Look closely at this image of P87 wheels on a regular HO scale Shinohara turnout. There are a multitude of problems here. Even though the track gauge is acceptable for P87, the flangeways are not. While the grossly oversized flangeways work with the out-of-scale NMRA wheels they were designed for, the P87 wheels have nothing to support or guide them through the frog. Notice the huge gap between the wheel face and guardrail on the left. Why is it so huge? Because the back-to-back dimension is vastly different between P87 and the NMRA standard. By reducing the width of the wheel tread and thickness of the flange to scale dimensions, the back-to-back distance is also widened. Do you see how interdependent all these relationships are and why changing just one aspect affects all the others?

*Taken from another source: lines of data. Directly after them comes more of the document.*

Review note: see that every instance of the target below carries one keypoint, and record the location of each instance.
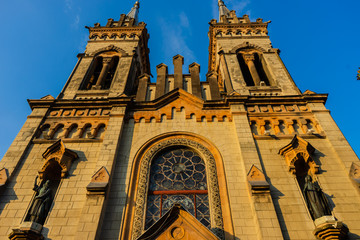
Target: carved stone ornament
(178, 224)
(328, 228)
(355, 175)
(257, 181)
(99, 182)
(3, 177)
(59, 153)
(217, 225)
(299, 148)
(48, 97)
(28, 231)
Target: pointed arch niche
(220, 218)
(298, 156)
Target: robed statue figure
(315, 199)
(42, 202)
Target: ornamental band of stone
(217, 225)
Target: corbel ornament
(299, 147)
(99, 182)
(3, 177)
(217, 224)
(59, 153)
(355, 175)
(248, 45)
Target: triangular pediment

Notice further how the wheel on the frog has fallen into the gap created by the wide flangeway, instead of being supported by the wing rail as it should be. The semi-scale Code 88 wheels that are becoming more popular in HO are not designed to this flangeway either. While they don’t drop into the gap completely, there is a noticeable bump when traversing certain brands of turnouts. Like the compromise attempt of the extra wide tires used by the prototype, such compromised solutions on our models are only marginally effective. Our models, like the prototype are made up of systems. It’s all or nothing, pick your standards and be consistent.
Why does this matter to us as modelers? I believe that fine scale modeling is the visible outcome of a journey that starts with the prototype. A modeler starts with a closer examination of the prototype and, as a result, gains a more thorough knowledge of the components and how they work together. With that knowledge comes greater clarity of how compromised many aspects of our models have become over time. From that point I believe a decision has to be made: Accept the out-of-scale features for the compromise they are or continue the journey wherever it leads.
I understand that many folks are happy with such compromises for the simplicity of building with readily available products or the savings in time they offer. For my modeling such visual discrepancies ruin the effect I want to achieve. For me, such details matter a great deal. I believe it’s important that a model be consistent in scale from the rails to the running board, which is why I choose to follow the path wherever it leads.